O ministro Alexandre de Moraes, do Supremo Tribunal Federal (STF), autorizou nesta sexta-feira (6) a divulgação do laudo médico elaborado por peritos da Polícia Federal sobre o estado de saúde do ex-presidente Jair Bolsonaro. O documento conclui que não há necessidade de transferência para hospital, embora recomende o reforço dos cuidados médicos para prevenir complicações graves, especialmente cardiovasculares.
De acordo com o laudo, após exame físico e análise de exames laboratoriais e de imagem apresentados pela defesa, os peritos constataram que Bolsonaro possui sete doenças crônicas, mas que o quadro atual permite acompanhamento dentro do sistema prisional. Ainda assim, os médicos alertaram para a necessidade de otimização dos tratamentos e medidas preventivas, diante do risco de eventos como infarto.
A perícia foi realizada no dia 20 de janeiro, na Papudinha, unidade prisional onde está instalada a Sala de Estado-Maior em que Bolsonaro cumpre pena de 27 anos e três meses de prisão, imposta por liderar uma tentativa de golpe de Estado.
Entre as comorbidades identificadas estão hipertensão arterial, síndrome da apneia obstrutiva do sono em grau grave, obesidade clínica, aterosclerose sistêmica, doença do refluxo gastroesofágico, queratose actínica e aderências intra-abdominais. Os peritos também descartaram diagnóstico de depressão e pneumonia aspirativa.

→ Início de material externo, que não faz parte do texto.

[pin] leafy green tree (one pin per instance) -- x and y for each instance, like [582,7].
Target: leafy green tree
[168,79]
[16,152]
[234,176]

O laudo registra que, durante a entrevista médica, o ex-presidente não apresentou sinais compatíveis com sentimentos de desesperança ou anedonia, embora pudesse demonstrar abatimento. Além da avaliação clínica, os médicos inspecionaram as instalações da unidade prisional e recomendaram uma série de medidas para melhorar as condições de permanência do detento.
Entre as recomendações estão a instalação de grades de apoio, dispositivos de emergência, acompanhamento contínuo nas áreas comuns, avaliação nutricional especializada, prática regular de atividade física conforme tolerância clínica e tratamento fisioterápico contínuo, com foco em força muscular e equilíbrio postural.
Após a divulgação do laudo, Alexandre de Moraes concedeu prazo de cinco dias para que a defesa e a Procuradoria-Geral da República se manifestem. Somente após esse período o ministro deverá reavaliar os pedidos de prisão domiciliar por razões humanitárias, apresentados pelos advogados do ex-presidente. Não há prazo definido para a decisão.